С пространством было проще — суженное до пределов комнаты и сада, оно позволило себя обжить, присвоить, сделать привычным и даже милым. Вот только появлявшиеся в нем люди оставляли множество загадок. Доктор Динстлер и сестра Лара не вызывали панической настороженности — они были частью этого нового, обжитого пространства. А вот другие лица — откуда являлись они — из прошлого или из будущего? Смуглый горбоносый мужчина с зорким взглядом, кудрявый мальчик, белокурая приятная женщина — где встречались они с Викой, кем ей приходились, почему не хотели помочь, открыв свое подлинное место в ее жизни? Или этот Жан-Поль… Ведь ясно же — никакой он не Поль, и не Жан, и что знали они друг друга давным-давно — вполне очевидно. Эти стихи на листочке в книге, подписанные: «Позавчера. Жан-Поль» — наверняка, принадлежат ей, написаны для нее. Но что значит «позавчера» в ее новом времени — секунду, вечность?

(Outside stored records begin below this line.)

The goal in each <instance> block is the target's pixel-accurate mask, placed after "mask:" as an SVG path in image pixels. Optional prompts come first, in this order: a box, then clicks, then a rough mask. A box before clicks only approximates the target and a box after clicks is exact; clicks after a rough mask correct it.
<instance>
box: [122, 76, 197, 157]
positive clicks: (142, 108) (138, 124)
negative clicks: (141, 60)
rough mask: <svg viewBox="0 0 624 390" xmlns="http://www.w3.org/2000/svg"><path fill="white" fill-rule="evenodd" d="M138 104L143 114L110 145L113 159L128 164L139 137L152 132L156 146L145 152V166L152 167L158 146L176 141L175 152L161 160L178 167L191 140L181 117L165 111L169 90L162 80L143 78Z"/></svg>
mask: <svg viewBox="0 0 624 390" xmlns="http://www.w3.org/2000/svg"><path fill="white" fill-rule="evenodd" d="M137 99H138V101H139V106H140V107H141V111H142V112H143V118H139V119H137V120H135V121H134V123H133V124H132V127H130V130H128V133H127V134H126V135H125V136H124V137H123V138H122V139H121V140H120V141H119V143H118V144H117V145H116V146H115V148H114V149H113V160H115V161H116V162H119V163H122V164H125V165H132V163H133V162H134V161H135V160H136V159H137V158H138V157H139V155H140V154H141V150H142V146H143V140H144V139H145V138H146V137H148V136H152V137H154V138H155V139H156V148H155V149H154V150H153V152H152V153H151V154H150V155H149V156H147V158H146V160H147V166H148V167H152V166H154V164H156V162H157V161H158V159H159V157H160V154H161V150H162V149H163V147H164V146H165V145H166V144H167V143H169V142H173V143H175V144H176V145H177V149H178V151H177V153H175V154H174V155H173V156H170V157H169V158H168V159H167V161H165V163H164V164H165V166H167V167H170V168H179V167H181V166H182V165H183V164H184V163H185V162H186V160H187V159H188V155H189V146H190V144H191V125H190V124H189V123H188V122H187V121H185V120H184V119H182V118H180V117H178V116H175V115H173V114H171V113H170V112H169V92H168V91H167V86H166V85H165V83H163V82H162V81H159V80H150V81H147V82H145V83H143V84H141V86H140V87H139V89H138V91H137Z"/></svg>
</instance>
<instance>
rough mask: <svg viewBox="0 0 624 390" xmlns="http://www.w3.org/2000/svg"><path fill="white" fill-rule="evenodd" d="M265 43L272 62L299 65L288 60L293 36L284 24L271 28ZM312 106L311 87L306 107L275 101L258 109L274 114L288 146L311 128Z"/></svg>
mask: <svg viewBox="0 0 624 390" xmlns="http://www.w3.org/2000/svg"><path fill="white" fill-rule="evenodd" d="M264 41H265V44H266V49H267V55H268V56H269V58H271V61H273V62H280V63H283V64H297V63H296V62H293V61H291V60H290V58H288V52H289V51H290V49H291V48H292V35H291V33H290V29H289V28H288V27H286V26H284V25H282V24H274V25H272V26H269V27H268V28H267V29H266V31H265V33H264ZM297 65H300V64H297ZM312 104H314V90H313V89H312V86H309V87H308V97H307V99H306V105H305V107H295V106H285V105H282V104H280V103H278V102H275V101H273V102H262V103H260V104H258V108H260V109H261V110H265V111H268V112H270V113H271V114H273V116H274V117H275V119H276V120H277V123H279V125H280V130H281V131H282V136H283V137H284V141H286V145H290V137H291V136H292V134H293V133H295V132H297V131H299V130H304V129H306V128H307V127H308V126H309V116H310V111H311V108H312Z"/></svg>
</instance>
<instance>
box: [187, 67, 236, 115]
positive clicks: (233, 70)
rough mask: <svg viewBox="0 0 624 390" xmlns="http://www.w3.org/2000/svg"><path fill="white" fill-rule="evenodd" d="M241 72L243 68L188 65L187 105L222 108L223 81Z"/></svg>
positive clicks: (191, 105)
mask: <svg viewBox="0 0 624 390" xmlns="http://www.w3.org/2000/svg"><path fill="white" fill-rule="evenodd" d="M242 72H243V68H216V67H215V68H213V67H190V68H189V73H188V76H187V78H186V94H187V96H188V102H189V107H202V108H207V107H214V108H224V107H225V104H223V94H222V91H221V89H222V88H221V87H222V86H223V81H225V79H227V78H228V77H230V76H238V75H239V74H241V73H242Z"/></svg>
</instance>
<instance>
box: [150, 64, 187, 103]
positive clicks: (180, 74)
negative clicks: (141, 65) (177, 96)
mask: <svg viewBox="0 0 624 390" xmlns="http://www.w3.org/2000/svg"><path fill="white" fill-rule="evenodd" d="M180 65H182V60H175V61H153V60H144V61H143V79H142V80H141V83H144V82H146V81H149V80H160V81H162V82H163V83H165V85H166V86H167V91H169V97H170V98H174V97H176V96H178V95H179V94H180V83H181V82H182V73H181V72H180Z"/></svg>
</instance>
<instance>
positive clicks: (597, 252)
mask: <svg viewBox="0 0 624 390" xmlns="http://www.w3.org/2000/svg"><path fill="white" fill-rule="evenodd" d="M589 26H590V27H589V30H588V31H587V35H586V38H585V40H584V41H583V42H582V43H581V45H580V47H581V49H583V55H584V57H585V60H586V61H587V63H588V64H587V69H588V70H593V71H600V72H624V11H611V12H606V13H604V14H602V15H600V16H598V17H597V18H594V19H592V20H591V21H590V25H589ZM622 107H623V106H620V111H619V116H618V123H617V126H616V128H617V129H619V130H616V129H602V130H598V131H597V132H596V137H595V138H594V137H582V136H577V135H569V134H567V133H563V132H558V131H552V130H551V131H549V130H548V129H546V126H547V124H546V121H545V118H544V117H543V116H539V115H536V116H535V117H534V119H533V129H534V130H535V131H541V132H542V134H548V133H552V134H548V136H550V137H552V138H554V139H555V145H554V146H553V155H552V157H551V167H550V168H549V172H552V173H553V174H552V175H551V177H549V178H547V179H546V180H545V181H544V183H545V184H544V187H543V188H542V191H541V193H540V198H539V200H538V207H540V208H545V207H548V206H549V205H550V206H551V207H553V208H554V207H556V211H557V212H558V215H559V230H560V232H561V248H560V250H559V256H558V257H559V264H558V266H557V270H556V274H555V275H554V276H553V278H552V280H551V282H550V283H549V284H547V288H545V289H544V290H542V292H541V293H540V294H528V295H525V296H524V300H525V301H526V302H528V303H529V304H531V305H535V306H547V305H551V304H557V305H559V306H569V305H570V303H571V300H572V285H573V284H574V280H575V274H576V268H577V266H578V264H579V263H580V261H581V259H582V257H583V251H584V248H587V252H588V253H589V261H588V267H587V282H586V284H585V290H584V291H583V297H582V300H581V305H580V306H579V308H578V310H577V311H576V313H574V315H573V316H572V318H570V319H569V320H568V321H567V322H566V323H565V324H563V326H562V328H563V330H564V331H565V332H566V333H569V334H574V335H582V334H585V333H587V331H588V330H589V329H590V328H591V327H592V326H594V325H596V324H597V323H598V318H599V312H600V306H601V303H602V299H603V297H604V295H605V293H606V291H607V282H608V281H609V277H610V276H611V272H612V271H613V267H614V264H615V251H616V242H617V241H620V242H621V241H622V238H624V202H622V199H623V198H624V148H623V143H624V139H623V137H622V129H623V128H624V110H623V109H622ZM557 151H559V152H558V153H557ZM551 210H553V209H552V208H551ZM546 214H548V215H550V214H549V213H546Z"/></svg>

От этих размышлений Виктории становилось неуютно и зябко — одинокая крохотная фигура, затерянная среди белого, мертвого безмолвия бескрайних полярных снегов. Сотрясаясь от озноба, она дергала шнур и появлявшаяся мадам Лара поила ее теплой микстурой с привкусом клубники. Казалось, еще секунда, и ухватившись за спасательный круг узнавания, она выплывет на поверхность к свету… Но ускользающие воспоминания тонули во мраке поспешно наваливавшегося сна.
Из этого сна выныриваешь не сразу — будто поднимаешься на поверхность из морской пучины, а сквозь утончающийся и светлеющий слой воды движется навстречу наливающийся теплом и светом солнечный диск. Рывок, еще рывок дымка то рассеивается, то сгущается, пучина отступает и Виктория вырывается на поверхность — в явь и радость, к загорелому, печальному лицу. Оно светится, заслонив солнце, оно напоено теплом и любовью — этот мир, это родное, родное лицо!
Отчаянное усилие, мощный бросок воли — и Виктория растворяется в огненном сиянии, понимая, что выжила, что вернула себе свою жизнь. Это больно, это невыносимо больно и она кричит: «Папа! Папочка!», прижавшись к его груди, намертво сомкнув пальцы за его кудрявым затылком. Руки отца, тяжелые, горячие ложатся на вздрагивающую спину и медленно поглаживают:
— Спокойно, спокойно, девочка. Я с тобой, все будет хорошо.